2. Ein Gewerbebetrieb ist trotz Verpachtung i.S. des § 16 Abs. 3 EStG aufgegeben, wenn nach Ende der Verpachtung für den Steuerpflichtigen oder seinen Rechtsnachfolger nicht mehr die Möglichkeit besteht, den Betrieb wiederaufzunehmen (im Streitfall zur Verpachtung eines für den Betrieb einer Drogerie besonders hergerichteten Gebäudes mit einem Parfümeriekeller und Ballonkeller: Betriebsaufgabe, weil der Pächter zum jederzeitigen Abriß des Gebäudes, zur Errichtung eines Neubaus und zur Verbindung mit einem eigenen Gebäude sowie zum Ankauf des Grundstücks zu einem festgelegten Preis von den Erben des Verpächters berechtigt war und der Verpächter bzw. seine Rechtsnachfolger somit nicht frei über die Fortsetzung des Betriebs entscheiden konnten).

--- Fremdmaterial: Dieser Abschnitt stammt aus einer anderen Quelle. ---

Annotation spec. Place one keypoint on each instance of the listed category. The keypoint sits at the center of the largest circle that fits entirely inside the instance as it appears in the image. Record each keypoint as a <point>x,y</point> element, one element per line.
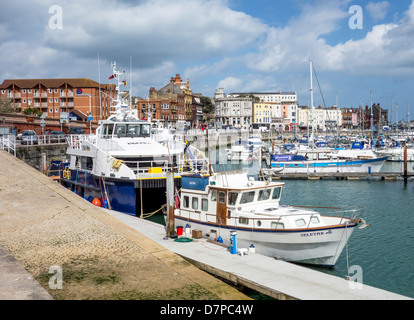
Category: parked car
<point>28,137</point>
<point>57,136</point>
<point>76,130</point>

3. Ein Veräußerungsgewinn gemäß § 16 Abs.1 EStG ist in dem Jahr zu versteuern, in dem die Voraussetzungen der Norm erfüllt werden. Eine Vereinbarung zwischen FA und Steuerpflichtigen, die sich darüber hinwegsetzt, ist mit dem Grundsatz der Gesetzmäßigkeit der Verwaltung (Art. 20 Abs. 3 GG) und der Tatbestandsmäßigkeit der Besteuerung (§ 38 AO 1977) nicht vereinbar (vgl. BFH-Urteil vom 11. Dezember 1984 VIII R 131/76). Ob der Senat der im BFH-Urteil vom 11. Januar 1963 VI 97/61 U vertretenen Ansicht folgen könnte, wonach eine Besteuerung abweichend von einer gesetzlichen Vorschrift nach Treu und Glauben ausnahmsweise möglich sein soll, kann offenbleiben.
Normenkette
AO 1977 § 38; BGB § 242; EStG § 16 Abs. 1, 3; GG Art. 20 Abs. 3
Verfahrensgang
Tatbestand
Streitig ist, ob die Kläger und Revisionsbeklagten (Kläger) einen Aufgabegewinn versteuern müssen.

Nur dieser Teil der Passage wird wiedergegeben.